Mr. Puru Saxena owns a wealth management firm in Hong Kong and is a registered investment advisor and money manager. He has over a decade's worth of experience in our industry and in June of 2000 began to write his monthly newsletter Money Matters. No stranger to physical gold, helicopter money and it’s results, he weighs in on the inflation/deflation debate. Here’s how he started the above article: “Now that almost every Wall Street economist is looking for the arrival of a Great Deflation, we think investors should begin looking the other way. Keep an eye out for inflation, we say.”

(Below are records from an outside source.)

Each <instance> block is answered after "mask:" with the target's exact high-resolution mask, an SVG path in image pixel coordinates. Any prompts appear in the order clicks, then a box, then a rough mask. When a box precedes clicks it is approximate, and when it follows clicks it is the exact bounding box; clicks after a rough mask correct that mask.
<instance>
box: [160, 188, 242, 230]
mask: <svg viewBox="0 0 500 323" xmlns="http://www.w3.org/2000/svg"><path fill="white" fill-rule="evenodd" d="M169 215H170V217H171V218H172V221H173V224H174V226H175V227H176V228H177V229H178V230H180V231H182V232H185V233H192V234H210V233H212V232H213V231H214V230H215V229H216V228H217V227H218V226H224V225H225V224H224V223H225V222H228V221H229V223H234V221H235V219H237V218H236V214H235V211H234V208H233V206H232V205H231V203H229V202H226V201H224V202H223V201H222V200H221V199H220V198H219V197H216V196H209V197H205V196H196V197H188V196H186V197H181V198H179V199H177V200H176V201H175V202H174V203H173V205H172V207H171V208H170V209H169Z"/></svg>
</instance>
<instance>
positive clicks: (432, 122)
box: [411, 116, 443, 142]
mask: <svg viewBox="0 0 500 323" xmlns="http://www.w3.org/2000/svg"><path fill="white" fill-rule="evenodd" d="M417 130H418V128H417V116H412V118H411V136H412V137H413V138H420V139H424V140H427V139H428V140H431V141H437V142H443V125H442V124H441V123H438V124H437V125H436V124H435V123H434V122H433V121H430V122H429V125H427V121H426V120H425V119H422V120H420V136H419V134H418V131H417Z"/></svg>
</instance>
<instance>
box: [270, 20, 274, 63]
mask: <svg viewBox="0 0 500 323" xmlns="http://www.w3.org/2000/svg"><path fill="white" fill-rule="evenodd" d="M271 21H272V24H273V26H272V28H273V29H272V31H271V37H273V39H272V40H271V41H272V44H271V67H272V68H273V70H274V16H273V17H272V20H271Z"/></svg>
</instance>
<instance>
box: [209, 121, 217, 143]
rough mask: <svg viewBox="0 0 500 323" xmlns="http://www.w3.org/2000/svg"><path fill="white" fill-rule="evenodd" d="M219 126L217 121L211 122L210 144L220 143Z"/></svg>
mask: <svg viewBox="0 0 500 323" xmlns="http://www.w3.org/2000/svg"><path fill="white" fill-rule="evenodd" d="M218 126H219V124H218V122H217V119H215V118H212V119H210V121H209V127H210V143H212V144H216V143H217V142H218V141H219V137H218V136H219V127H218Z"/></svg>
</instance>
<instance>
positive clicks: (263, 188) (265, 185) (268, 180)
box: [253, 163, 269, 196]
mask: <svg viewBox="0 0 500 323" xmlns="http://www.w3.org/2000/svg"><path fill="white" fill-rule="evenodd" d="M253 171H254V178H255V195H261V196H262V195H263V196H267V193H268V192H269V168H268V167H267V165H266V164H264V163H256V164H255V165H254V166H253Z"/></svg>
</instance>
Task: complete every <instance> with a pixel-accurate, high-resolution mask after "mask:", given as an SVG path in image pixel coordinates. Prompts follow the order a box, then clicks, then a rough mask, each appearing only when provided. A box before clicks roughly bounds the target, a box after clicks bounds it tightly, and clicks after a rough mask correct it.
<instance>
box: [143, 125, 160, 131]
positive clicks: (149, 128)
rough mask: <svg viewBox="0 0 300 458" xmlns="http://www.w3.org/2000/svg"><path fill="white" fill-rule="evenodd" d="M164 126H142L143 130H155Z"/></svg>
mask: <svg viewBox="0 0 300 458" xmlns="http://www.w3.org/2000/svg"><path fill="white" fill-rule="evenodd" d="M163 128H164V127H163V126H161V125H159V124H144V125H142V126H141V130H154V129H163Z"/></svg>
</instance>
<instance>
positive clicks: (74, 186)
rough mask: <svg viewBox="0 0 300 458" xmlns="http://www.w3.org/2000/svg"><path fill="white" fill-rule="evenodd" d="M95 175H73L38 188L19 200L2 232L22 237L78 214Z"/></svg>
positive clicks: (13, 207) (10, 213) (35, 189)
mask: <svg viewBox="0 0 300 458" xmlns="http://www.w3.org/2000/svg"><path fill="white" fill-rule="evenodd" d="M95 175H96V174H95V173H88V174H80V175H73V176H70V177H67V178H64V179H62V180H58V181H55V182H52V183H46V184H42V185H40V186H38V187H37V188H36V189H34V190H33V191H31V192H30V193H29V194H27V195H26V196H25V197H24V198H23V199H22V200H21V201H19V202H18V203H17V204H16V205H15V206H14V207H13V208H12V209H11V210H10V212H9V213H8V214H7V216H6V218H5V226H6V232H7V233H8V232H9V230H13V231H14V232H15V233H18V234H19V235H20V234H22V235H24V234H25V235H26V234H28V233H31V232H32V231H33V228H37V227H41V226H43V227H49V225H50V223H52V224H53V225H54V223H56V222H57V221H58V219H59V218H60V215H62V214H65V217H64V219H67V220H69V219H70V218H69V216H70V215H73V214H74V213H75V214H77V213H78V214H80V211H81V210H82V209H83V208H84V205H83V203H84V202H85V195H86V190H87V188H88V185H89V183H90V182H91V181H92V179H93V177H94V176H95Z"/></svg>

Halfway through the excellent article he says this: “

All the popular deflation myths aside, the reality is that inflation is an increase in the supply of money and debt within an economy. Furthermore, the price increases often described as inflation are simply consequences of monetary inflation – a euphemism for the dilution of the money stock.

Look. Whenever any central bank creates new money and whenever any entity (individual, business or government) takes on more debt, the outcome is inflation. As Milton Friedman once said, “Inflation is always and everywhere a monetary phenomenon.”

Absolutely! As Puru nears completion, he says this: “

Today, under our fiat-money system, governments are willing borrowers and central banks are more than eager lenders (money creators). Under these circumstances, a contraction in the supply of money and debt (deflation) is out of the question. Conversely, given the short-sightedness of the politicians and their perpetual urge to “kick the can down the road,” the real risk facing the economy is extreme inflation or even hyperinflation.”

I could not agree more! The deflationists are only arguing for more helicopter money! Remember what our Federal Reserve said earlier this week – more “quantitative easing” is necessary! My friends buy gold to protect your nest egg!